The differences at the ends of the bursts as I change the spacing between bursts are probably also due to the charging, though I don’t see that clearly on the oscilloscope. I really don’t like the idea of having a DC bias across the electrodes, as we get electrolysis, with hydrogen bubbles forming on the more negative electrode. No oxygen bubbles form, probably because any oxygen released is reacting with the stainless steel to form metal oxides. If I increase the voltage and current, I get a lot of hydrogen bubbles on the negative electrode, some rusty looking precipitate coming off the positive electrode (probably an iron oxide), and a white coating building up on the positive electrode (probably a chromium oxide).

By putting a 4.7µF capacitor between the Arduino output and the electrode, I can reduce DC bias on the electrodes and get a more consistent signal from the Arduino, almost independent of the spacing between the bursts:

By using a 25msec spacing between the beginnings of bursts, I can get both the end of the burst and the beginning of the burst on the oscilloscope at once.
Using a 4.7µF capacitor between the square wave output and the electrodes results in sharp peaks across the resistor, but a more consistent reading from the Arduino ADC.

The voltage across the electrodes still does not average to 0v, as the pair of resistors provides a bias voltage halfway between the rails, but the pulse does not really swing rail to rail, but from 0.28v to 4.28v.  I think that the low-pass filter for setting the bias voltage that I suggested in More on automatic measurement of conductivity of saline solution may be a good idea after all, to make sure that there is no residual DC bias.

I can use the differential inputs of the Bitscope DP01 to look at the voltage across the electrodes and across the resistor to get voltage and current traces for the electrodes:

The central horizontal line is 0V for both traces here. The green trace is the voltage at the undriven electrode (@ 2v/division) and so corresponds to the current, and the yellow trace is the voltage between the electrodes (@0.2v/division).

Note that the voltage on the undriven electrode does run a little below 0V, outside the range of the Arduino ADC.  The voltage ratio of 0.248v/4.16v, together with the 100Ω Thévenin equivalent resistance results in a 5.47Ω resistance between the electrodes.  (Note: this is no longer a 1M NaCl solution—there has been evaporation, plus contamination from iron oxides, and the electrodes are not covered to the depth defined by the plastic spacer.)

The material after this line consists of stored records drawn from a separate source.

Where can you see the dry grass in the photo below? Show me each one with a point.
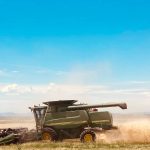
(76, 146)
(133, 133)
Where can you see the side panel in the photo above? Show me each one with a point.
(101, 119)
(68, 119)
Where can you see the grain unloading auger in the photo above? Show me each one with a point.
(64, 119)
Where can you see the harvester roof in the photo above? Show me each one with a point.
(60, 102)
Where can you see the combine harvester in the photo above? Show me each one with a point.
(64, 119)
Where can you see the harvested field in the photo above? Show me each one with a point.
(133, 133)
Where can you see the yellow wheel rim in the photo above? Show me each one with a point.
(46, 136)
(88, 138)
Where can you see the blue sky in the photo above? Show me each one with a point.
(76, 44)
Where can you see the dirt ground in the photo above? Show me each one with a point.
(133, 130)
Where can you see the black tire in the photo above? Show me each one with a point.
(87, 136)
(49, 134)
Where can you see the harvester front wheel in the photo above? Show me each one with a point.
(49, 134)
(87, 136)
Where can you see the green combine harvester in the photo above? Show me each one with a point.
(64, 119)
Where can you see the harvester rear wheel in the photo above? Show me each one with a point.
(87, 136)
(49, 134)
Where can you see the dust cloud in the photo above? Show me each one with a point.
(131, 129)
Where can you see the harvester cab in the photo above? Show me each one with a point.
(65, 119)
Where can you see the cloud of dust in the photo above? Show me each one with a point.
(137, 131)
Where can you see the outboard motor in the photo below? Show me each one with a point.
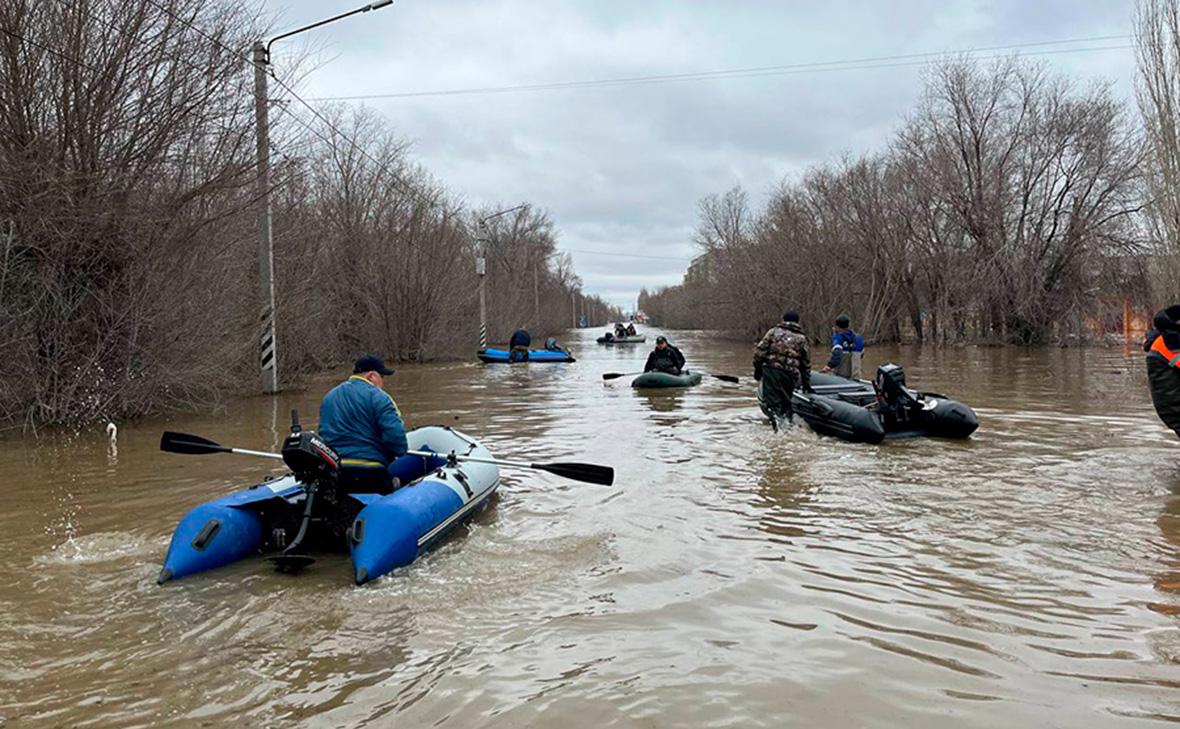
(308, 457)
(316, 465)
(896, 400)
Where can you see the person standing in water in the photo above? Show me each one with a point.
(1162, 348)
(781, 363)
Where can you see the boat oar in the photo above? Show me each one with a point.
(590, 473)
(195, 445)
(615, 375)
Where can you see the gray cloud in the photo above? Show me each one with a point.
(622, 169)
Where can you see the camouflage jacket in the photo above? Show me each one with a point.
(785, 347)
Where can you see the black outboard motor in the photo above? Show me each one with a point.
(896, 401)
(316, 465)
(308, 457)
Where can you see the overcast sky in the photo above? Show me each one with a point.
(622, 168)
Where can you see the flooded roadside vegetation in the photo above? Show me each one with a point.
(536, 363)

I don’t know whether the conductivity meter is a good project for the freshman design seminar or not—I don’t expect the students to have the circuit skills or the programming skills to be able to do a design like this without a lot of coaching.  Even figuring out that they need to eliminate DC bias to eliminate electrolysis may be too much for them, though I do expect all to have had at least high-school chemistry. It is probably worth doing a demo of putting a large current through electrodes in salt solution, to show both the hydrogen bubbles and the formation of the oxides.  I could probably coach freshmen through the design, if they were interested in doing it, so I’ll leave it on the feasible list.

The square-wave analysis is not really suitable for a circuits course, so I think I’ll stick with sine-wave excitation for that course.